But if these are virtually non-existent, archaeology has told a tantalizing and now astonishing story. Early in 2004 excavations were under way by the Museum of London Archaeology Service (at the invitation of the Borough of Southend-on-Sea) that were to reveal a find still being assessed as this book goes to press. The site was for proposed roadworks to ease traffic congestion near the suburb-village of Prittlewell. Since the 1860s the construction of roads and railways to open up the London commuter belt have led to ad hoc excavations producing grave goods – swords, spears, shields, jewellery – which suggest that five acres were in use from around AD 500 to 700 as the cemetery of the elite of a warrior society. The new find at Prittlewell, as reported in the journal British Archaeology (May 2004), dates from the same pagan/Christian transition period in eastern England as Sutton Hoo. Two small gold crosses suggest a Christian involvement and links with the southern German region where they are common. Like Sutton Hoo Mound 1, its only rival in the archaeological record so far, it is a breathtaking glimpse into the warrior society in those ‘lost centuries’.
The body of the great man had been laid in a wooden box or casket in a wood-lined ‘burial chamber of the highest status’. The timber panelling had long since perished, but wood fibres were still attached to a great copper bowl, which had originally hung against it from an iron hook. The body was surrounded by ritualistic and luxury objects. Hrothgar had rewarded Beowulf with a standard of gold, a fitting emblem of honour for the hero who had slain Grendel the monster; the lord of Prittlewell had an iron standard buried with him. In addition were his weapons (sword, spear, shield), a solid gold belt buckle, drinking horns and a folding camp-stool. As at Sutton Hoo there is a lyre (see chapter 9 below). The excavators found dice and fifty-seven gaming pieces, a Byzantine drinking flagon and a Coptic bowl, evidence of the international trade of the time.

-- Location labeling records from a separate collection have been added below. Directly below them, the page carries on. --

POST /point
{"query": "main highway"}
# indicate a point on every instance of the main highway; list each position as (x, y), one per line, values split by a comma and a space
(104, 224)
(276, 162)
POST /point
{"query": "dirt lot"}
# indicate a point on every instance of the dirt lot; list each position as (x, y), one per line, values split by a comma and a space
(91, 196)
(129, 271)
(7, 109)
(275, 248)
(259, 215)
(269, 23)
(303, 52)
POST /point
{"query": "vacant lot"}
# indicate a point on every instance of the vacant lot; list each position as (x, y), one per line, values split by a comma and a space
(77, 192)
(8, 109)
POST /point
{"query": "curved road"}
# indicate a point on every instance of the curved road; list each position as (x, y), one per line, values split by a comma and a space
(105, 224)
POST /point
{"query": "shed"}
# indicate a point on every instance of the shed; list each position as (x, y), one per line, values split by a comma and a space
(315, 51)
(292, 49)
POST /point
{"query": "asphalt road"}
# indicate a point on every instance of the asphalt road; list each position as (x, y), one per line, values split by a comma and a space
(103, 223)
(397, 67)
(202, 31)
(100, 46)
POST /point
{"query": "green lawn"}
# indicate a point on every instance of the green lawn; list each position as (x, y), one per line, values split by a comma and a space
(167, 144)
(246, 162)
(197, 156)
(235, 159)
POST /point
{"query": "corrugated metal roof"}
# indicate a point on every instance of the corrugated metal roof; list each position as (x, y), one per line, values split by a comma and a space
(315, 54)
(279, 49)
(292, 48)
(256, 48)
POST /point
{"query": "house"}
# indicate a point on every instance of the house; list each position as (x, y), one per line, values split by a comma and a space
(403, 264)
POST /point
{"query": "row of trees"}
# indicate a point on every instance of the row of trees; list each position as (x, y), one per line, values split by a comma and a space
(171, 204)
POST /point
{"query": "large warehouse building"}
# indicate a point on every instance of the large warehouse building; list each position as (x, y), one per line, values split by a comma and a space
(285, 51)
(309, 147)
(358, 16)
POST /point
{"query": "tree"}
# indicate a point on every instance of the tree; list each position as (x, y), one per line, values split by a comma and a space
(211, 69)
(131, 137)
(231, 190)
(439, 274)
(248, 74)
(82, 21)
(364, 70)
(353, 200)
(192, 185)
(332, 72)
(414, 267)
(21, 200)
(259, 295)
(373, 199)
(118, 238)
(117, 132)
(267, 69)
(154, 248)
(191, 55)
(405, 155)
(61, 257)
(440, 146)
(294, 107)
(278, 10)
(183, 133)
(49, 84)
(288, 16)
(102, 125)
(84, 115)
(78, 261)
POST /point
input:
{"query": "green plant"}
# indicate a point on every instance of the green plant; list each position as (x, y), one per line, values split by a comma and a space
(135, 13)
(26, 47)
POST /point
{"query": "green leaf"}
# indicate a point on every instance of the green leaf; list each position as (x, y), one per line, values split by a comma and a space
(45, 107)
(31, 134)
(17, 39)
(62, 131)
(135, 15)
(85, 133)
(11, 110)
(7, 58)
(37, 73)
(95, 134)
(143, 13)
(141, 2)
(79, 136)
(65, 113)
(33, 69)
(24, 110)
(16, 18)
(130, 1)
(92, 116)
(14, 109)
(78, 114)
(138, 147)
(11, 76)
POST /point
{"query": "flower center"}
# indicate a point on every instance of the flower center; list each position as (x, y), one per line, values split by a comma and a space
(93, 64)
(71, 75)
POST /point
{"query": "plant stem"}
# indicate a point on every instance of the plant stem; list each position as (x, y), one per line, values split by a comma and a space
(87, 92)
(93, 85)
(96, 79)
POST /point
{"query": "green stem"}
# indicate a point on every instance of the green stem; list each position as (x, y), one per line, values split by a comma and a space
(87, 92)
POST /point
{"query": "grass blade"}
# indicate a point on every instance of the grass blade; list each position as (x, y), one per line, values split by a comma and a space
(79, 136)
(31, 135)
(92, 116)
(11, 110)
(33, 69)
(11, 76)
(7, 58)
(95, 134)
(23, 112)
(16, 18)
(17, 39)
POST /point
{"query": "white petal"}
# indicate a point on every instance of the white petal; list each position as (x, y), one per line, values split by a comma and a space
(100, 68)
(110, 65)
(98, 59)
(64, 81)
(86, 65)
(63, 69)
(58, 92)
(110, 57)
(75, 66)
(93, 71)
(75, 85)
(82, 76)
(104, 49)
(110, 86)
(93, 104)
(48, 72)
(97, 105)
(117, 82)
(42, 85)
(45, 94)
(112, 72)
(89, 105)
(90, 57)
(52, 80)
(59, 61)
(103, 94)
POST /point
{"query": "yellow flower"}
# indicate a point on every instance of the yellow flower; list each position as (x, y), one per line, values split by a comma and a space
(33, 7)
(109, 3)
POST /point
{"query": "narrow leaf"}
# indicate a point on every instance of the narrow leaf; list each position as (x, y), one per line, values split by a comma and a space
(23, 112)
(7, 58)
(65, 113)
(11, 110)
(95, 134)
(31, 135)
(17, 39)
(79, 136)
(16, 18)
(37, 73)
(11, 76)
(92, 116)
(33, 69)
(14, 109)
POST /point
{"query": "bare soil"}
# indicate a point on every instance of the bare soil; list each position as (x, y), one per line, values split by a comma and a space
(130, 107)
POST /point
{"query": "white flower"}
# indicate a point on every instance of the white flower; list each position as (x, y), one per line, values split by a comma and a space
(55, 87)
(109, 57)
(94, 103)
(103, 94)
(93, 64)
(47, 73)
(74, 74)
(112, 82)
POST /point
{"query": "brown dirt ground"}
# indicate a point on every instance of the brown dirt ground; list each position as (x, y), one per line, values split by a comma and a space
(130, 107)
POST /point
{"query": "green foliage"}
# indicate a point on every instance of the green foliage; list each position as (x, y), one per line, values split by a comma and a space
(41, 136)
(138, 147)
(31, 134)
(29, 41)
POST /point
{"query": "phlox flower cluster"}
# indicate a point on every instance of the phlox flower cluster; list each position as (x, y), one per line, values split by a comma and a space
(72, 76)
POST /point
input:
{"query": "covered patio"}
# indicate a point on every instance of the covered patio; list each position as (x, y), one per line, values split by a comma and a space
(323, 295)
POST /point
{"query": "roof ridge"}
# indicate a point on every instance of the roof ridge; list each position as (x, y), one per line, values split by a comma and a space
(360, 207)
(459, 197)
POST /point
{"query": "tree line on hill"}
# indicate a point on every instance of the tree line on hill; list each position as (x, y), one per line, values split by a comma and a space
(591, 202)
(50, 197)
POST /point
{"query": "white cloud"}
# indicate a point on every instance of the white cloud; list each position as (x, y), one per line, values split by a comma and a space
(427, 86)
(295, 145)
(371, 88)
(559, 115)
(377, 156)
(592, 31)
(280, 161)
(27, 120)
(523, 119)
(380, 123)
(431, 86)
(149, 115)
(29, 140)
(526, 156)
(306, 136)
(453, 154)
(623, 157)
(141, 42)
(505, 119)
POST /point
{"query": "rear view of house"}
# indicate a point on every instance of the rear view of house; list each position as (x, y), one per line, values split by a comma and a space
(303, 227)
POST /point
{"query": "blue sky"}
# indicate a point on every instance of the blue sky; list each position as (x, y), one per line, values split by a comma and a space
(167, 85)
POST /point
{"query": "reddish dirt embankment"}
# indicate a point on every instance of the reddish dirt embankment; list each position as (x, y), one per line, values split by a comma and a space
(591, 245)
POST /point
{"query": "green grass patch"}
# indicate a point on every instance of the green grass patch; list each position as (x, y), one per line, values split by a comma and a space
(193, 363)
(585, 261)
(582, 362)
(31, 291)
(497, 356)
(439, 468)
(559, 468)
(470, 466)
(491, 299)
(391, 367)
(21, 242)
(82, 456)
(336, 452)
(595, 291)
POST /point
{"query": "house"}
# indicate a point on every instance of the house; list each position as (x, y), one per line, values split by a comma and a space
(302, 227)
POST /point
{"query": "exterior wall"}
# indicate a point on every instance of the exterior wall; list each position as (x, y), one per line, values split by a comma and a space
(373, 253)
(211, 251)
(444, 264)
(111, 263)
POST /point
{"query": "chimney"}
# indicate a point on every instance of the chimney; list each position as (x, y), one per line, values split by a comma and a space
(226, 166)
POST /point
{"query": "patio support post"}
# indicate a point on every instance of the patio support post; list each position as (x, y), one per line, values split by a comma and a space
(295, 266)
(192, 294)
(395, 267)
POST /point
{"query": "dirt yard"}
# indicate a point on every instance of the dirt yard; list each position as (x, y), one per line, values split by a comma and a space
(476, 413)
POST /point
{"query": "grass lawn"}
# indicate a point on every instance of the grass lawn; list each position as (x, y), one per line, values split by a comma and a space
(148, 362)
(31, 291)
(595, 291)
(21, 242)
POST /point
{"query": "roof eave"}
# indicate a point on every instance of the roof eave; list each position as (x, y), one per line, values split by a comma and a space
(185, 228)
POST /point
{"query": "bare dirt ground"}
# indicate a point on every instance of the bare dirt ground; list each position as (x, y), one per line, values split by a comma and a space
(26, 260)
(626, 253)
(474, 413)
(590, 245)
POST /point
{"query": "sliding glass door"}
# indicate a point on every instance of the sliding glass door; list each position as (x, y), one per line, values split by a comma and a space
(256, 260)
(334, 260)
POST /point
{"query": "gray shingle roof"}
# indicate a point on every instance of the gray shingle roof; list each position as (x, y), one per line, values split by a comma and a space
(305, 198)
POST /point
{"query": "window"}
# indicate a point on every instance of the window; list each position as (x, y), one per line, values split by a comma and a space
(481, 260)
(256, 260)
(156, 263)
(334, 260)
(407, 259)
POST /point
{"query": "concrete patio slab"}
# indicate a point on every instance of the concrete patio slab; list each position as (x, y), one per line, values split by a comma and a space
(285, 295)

From East Anglia and Essex we move into the English Midlands, home-to-be of the central kingdom of Mercia (the theme of chapter 4). At its largest extent Mercia stretched from East Anglia westward to Wales, from the Thames northward to the Humber. In other words it was the heartland of Anglo-Saxon England.
North of the Humber
Finally, in this sketch survey of Anglo-Saxon origins during the invasion/settlement period, we come to the lands north of the River Humber, which was apparently considered the great divide of their territory by the Anglo-Saxons themselves. Someone, Bede most likely, coined the name ‘Northumbria’ for the kingdom that dominated the country here, between Humber and Forth, in his day. In fact the term subsumed two distinct kingdoms, each with its own royal house and each with a name that proclaimed British antecedents. The larger, to the north, bordering with the Picts and Strathclyde Britons, was ‘Bernicia’ with its main centre at Bamburgh; the smaller, with its northern frontier on the River Tees and its chief centre at York, was ‘Deira’.

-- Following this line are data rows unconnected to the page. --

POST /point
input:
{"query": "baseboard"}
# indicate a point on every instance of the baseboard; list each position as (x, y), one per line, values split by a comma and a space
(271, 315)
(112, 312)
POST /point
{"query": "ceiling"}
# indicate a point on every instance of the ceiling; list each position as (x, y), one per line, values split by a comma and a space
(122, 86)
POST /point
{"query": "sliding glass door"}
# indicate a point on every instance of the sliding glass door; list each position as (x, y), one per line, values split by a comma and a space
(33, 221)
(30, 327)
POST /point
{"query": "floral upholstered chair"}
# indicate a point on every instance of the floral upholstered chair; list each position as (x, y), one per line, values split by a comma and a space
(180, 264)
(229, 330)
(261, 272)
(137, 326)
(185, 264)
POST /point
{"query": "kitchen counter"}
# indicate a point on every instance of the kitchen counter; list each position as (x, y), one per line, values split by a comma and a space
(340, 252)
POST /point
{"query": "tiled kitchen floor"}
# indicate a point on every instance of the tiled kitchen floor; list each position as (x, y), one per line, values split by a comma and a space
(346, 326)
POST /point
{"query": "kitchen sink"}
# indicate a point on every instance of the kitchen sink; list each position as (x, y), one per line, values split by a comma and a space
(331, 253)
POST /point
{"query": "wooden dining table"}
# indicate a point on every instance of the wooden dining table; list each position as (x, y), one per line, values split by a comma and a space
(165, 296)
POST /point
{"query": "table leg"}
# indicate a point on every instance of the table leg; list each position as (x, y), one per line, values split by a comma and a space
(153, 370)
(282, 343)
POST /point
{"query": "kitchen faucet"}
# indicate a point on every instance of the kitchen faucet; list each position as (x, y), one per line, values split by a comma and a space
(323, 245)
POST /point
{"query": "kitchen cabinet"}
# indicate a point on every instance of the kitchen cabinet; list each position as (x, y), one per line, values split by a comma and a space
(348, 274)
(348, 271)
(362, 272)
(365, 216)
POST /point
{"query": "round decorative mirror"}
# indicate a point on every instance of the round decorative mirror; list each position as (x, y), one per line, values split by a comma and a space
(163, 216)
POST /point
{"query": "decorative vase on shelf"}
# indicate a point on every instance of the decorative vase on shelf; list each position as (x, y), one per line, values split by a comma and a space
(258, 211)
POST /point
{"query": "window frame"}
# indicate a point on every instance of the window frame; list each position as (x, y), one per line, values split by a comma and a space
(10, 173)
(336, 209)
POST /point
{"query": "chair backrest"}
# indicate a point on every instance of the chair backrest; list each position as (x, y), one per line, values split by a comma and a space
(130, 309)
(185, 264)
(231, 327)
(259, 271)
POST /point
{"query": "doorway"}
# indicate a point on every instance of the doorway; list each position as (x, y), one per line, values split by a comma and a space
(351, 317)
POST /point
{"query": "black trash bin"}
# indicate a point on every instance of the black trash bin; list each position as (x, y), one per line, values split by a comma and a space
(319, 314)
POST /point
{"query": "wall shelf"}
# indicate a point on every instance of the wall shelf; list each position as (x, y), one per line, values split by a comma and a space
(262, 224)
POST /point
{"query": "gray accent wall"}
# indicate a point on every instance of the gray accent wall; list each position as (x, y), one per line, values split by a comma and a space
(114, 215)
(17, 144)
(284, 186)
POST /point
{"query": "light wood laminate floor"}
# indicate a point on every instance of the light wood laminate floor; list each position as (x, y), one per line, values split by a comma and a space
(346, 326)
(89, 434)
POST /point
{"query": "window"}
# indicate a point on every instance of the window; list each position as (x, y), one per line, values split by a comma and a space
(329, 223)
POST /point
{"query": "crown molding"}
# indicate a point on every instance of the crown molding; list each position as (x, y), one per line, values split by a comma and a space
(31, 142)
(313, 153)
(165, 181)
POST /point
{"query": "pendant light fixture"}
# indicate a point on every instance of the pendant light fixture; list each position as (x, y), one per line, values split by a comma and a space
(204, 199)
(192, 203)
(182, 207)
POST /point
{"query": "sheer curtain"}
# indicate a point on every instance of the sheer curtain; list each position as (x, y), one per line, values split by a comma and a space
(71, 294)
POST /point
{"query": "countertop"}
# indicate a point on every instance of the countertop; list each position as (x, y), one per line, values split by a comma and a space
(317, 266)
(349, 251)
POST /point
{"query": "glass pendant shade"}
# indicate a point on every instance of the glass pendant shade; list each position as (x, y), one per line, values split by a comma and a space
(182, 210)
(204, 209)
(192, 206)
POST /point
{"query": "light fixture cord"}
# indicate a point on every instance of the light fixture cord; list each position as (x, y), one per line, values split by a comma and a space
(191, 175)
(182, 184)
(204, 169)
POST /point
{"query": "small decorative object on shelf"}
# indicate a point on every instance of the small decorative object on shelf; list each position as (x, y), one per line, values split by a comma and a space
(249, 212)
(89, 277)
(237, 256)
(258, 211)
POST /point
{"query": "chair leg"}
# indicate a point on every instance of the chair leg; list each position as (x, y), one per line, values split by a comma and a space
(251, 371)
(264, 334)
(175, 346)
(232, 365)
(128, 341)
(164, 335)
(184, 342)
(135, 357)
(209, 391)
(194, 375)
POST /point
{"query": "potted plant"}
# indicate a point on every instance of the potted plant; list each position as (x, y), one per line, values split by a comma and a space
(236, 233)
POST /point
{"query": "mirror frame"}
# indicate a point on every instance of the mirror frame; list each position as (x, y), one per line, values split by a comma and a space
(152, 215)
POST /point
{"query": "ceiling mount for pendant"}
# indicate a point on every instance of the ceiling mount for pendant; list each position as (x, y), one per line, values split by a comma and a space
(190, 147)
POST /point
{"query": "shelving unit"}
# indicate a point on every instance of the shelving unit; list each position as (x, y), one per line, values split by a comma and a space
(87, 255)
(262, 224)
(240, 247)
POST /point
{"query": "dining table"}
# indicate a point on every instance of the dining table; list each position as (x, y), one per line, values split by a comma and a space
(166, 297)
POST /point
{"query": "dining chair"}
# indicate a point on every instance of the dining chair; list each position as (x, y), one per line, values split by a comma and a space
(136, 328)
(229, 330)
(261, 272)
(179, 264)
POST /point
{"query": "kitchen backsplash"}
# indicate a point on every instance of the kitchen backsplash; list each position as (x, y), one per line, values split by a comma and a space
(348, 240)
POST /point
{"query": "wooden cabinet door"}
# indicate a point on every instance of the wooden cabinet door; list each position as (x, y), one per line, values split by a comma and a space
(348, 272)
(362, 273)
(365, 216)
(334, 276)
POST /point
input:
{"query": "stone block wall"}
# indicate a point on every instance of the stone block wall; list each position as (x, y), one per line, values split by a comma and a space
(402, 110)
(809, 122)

We do not know when the first Germanic settlers in the region arrived nor where they landed. Bede’s account could be interpreted as linking their story with the first settlers in Kent. The author of the Historia Brittonum, his principal source here, was probably a Welsh/British scholar, like Gildas, though working later. He composed his account of history from the Creation to the 680s about the year 829 at the court of Gwynedd, although it survives only in a number of manuscripts from the tenth to the thirteenth centuries, among them one by a certain ‘Nennius’. The Historia also includes extracts from a Kentish Chronicle, lists a number of Anglo-Saxon genealogies and seems to have known Bede’s History.

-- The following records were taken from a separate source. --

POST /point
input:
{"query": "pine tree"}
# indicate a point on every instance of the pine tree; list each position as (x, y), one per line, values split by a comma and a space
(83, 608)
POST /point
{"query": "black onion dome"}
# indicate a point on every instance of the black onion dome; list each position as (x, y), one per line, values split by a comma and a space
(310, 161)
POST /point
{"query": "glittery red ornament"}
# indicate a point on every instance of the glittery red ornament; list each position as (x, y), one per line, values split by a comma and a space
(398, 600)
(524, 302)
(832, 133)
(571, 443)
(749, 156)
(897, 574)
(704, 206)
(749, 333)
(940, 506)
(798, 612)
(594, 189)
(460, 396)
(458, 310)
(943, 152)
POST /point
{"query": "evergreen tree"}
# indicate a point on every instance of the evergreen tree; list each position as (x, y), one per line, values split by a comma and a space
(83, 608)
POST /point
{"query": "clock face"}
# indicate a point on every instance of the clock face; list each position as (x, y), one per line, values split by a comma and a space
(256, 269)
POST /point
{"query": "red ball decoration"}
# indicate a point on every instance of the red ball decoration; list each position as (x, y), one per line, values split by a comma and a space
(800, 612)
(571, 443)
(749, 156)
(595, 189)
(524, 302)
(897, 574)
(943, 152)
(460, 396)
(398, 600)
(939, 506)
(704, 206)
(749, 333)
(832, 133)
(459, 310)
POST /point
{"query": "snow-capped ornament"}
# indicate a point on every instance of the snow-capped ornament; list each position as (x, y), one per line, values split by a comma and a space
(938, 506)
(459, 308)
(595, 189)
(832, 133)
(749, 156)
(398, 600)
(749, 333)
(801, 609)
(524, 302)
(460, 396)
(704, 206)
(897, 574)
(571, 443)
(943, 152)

Simplifying the Bede/Historia account, we learn that the Britons of those days, including their king Vortigern (whether he ruled in the north or south of the island), called in Saxons against the ‘northern nations’, which suggests we are dealing with the settlement of the north and not the south country. Three shiploads of ‘Angles or Saxons’ arrived. They win their first engagement against an enemy attacking ‘from the north’ but then sent messengers back to their homelands describing the fertile nature of the land and the lazy ways of the natives. More shiploads followed. All the newcomers soon turned on their employers and one group, making a truce with the Picts, went on the rampage – pillaging the land, slaughtering priests before their own altars and ravaging city and countryside before returning to their base. If the group allied with the Picts were the people led by Hengest and Horsa, it would mean that the Picts themselves, with their home base in modern-day Scotland, had penetrated Roman Britain as far south as the Thames. Of course, this is not impossible. But it seems to make better sense if the unnamed invaders who allied with the Picts were, instead of the Kent-based Hengest and his followers, the first Germanic settlers in the region of ‘Northumbria’ – leaders unknown.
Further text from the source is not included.